Monday, January 7, 2008

To Clarify...

I've seen a lot of amazing films lately. Seriously, 2007 was the best year for movies in a long time. So, while I've been watching all these films and writing super-gushy reviews of them (and as my reviews seem to be getting longer and longer), I'm afraid my love for Juno has been lost in the shuffle. I want to make this abundantly clear - Juno is my favorite film of the year, and I think it's also the best (not always the same thing).

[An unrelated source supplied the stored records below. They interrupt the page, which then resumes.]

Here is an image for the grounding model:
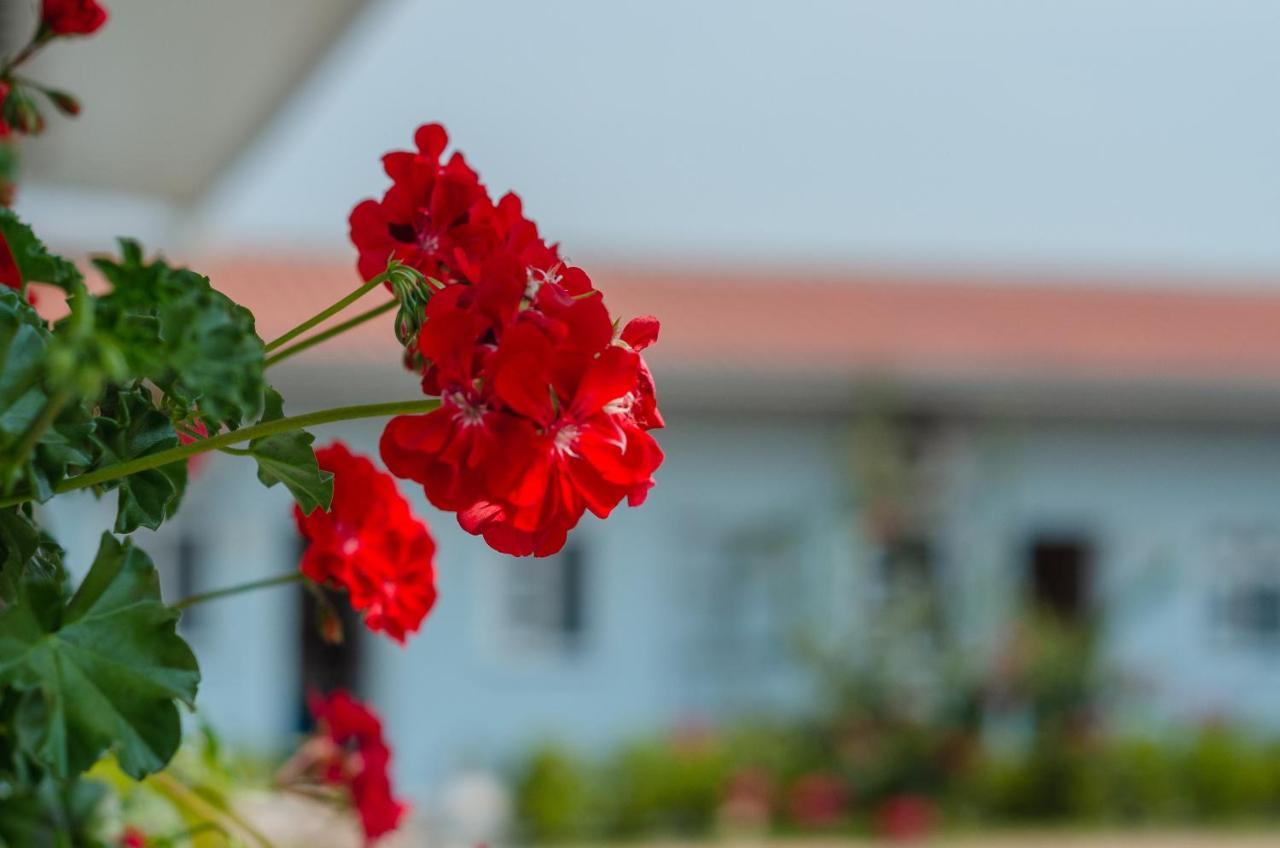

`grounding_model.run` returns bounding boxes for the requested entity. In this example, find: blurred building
[19,0,1280,809]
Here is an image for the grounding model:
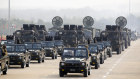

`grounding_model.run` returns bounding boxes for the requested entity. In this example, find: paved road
[0,40,140,79]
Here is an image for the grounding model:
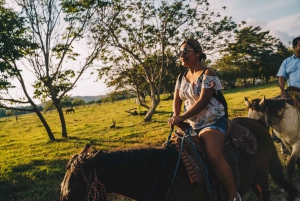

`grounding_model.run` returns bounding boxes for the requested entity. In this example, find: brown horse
[66,107,75,114]
[245,97,300,188]
[60,117,300,201]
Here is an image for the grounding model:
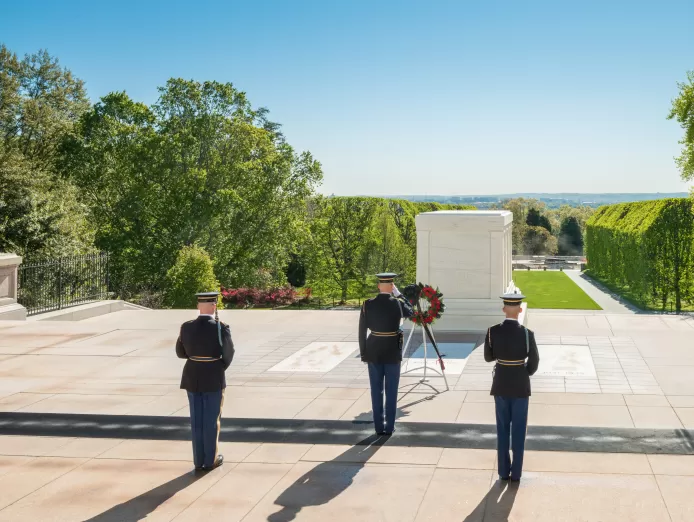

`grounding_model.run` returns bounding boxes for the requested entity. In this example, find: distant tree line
[495,198,595,256]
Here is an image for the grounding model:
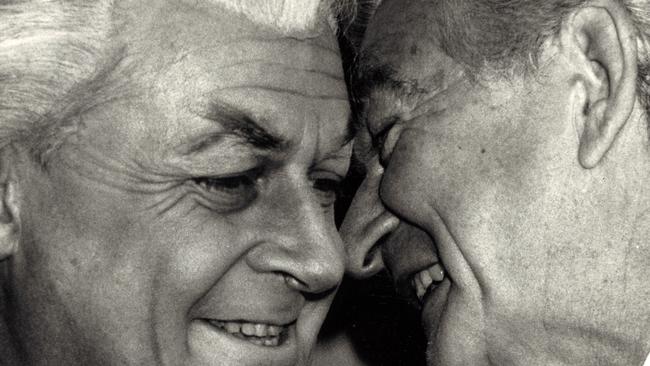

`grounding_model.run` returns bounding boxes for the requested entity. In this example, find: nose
[246,176,344,294]
[340,159,400,278]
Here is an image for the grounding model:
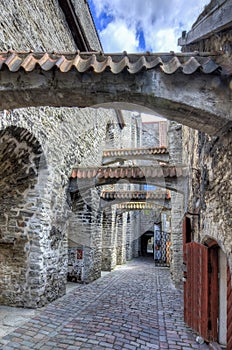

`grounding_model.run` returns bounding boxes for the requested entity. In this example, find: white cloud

I've never made a "Best Of" list before, so this year I'm taking it really seriously. I'm choosing 20 and trying to order them. That means I've been rewatching some to figure out where I want to place them. All of the films on the list have 4 and a half or 5 star ratings, so it gets tricky. In my review of Waitress, I compared it a lot to Juno. I just rewatched Waitress. I still love it, and I think it's a perfect film. It gets the same rating as Juno. I just fear my review for Juno didn't come across as enthusiastically. Don't get me wrong - my feelings for Waitress haven't changed. My initial euphoric reaction in the review is it. It's not fair to subject it to my weird movie guilt.

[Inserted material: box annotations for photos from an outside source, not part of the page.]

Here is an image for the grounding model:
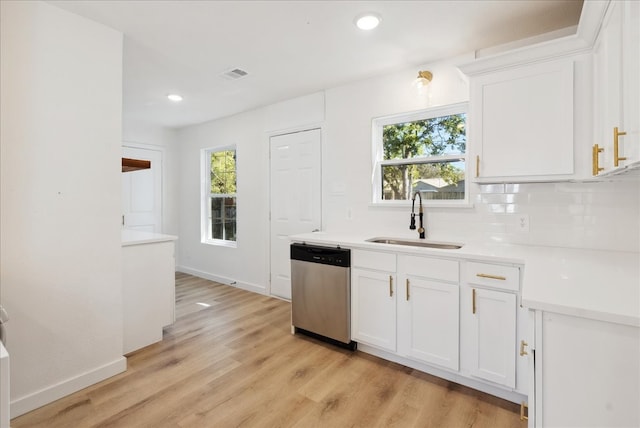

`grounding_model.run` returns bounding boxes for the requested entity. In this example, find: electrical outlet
[516,214,529,232]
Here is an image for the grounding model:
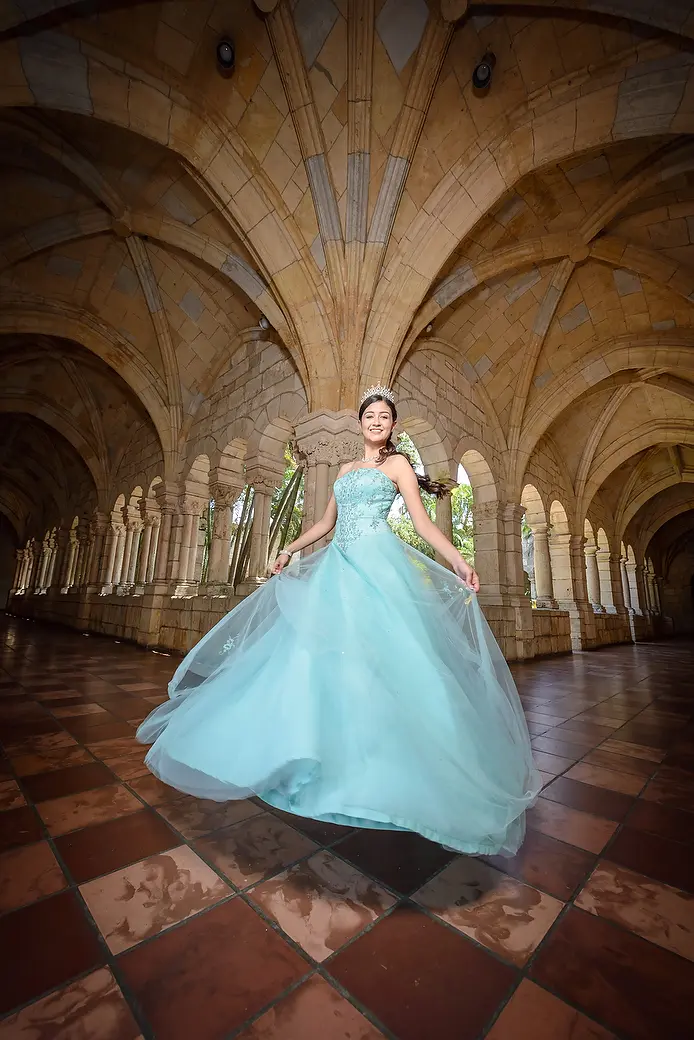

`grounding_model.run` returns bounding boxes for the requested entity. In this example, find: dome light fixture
[472,51,496,93]
[216,36,236,76]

I saw Juno again in the theater a few days ago. I loved it even more on a second viewing. For me, it's so far above and beyond most things I've seen this year and in many years that it's ridiculous. I'm talking filmmaking techniques, screenwriting, acting, music and, most importantly, my personal reaction to it. Wait...let me back this train up for a minute. I've been having a cinematic crisis about Juno and No Country for Old Men. I proposed that Juno is the best film of the year at the beginning of this post. I don't want to seem wishy-washy, but I think if I'm just talking about the BEST film, they're equal. They're both the best of the year. In my review of No Country for Old Men, I said that it was technically the best made film of the year, so it might even be the better film, the more exemplary, impressive cinematic achievement. It probably is. In fact, I know it is. And I would say that No Country for Old Men should win the Best Picure Oscar over Juno. But they're so different that it's ridiculous to compare. I love them both! Like I said, they're both the best of the year. What pushes Juno to number one on my list is my assessment of it as my "favorite" film of the year and my emotional attachment to it.

I really do feel so much like Juno, and I saw it at a really critical point in my life, and it has such a special place in my heart. I'm touched by tons of movies, but there are few that have moved me as deeply as Juno. It's just in a class of its own. I really got that on my second viewing of Waitress. I felt guilty for not praising Juno more when it has affected my life so much. Waitress is very similar to Juno, but in the end, it's no Juno. There is no other Juno.

But that's not a bad thing! It's not like I'm saying every movie HAS to aspire to being Juno. Waitress was conceived and released long before Juno. And I don't want to set some crazy measurement standard by which every film's worth is judged based on its comparison to Juno. That's insane. I don't even really know what I'm saying, but I felt like something needed to be said. How can you really compare films anyway? What makes something better? Is there "better" when it comes to great films, or is there just "different"? I gave Waitress 5 stars, and it deserves it. But when I was watching it the second time, I just had my comparisons to Juno in mind, and when I was finished, I was reminded that Juno is, by far, my favorite of the two films. Maybe that's not fair to Waitress - I don't want to seem like I'm shortchanging it now. I guess I just realized that Waitress might not be as high on my list as I originally thought (yesterday, so very long ago). That doesn't make it any less perfect. It's still a masterpiece. Incidentally, I also rewatched After the Wedding tonight, and I like that more than Waitress, too. But so what? What does it really mean? They're all phenomenal, extraordinary, totally unique pieces of filmmaking. As far as I'm concerned, I'm the winner in it all. I'm just seeing tons of kick-ass films, and there's nothing wrong with that. So if my biggest film dilemma is - "Which one of these many, many great films is the greatest?" - I can't complain.

This is why awards are preposterous. It's so impossible to compare films and performances and everything. You're forced to say something is better, when it really just might be a different kind of awesome. I mean, is it fair to put Ellen Page against Marion Cotillard? Probably not. But in the case of Juno - yes, I absolutely think it's the best film of the year. And yes, it is definitely my favorite. I guess that means I'm saying it's better than Waitress. So be it. There are so many 5 star ratings on my list that I have to order it based on personal preference. I have to play favorites.

Back to the original point of this post, Juno has rocked my world. It has moved, inspired, and changed me. I'm different, and better, for having seen it. I plan on seeing it at least a couple more times before it leaves theaters. I love, love, love, love, love, love it. Times infinity, plus one. There. So, I hope my enthusiasm for Juno is a little more apparent now. When it comes to films, Juno is boss. It is the cheese to my macaroni.

Oh, by the way, I now think Ellen Page should win the Best Actress Oscar if she's nominated, no matter who she's up against. Even Marion Cotillard. Shocking, huh? I know, I'm stunned myself.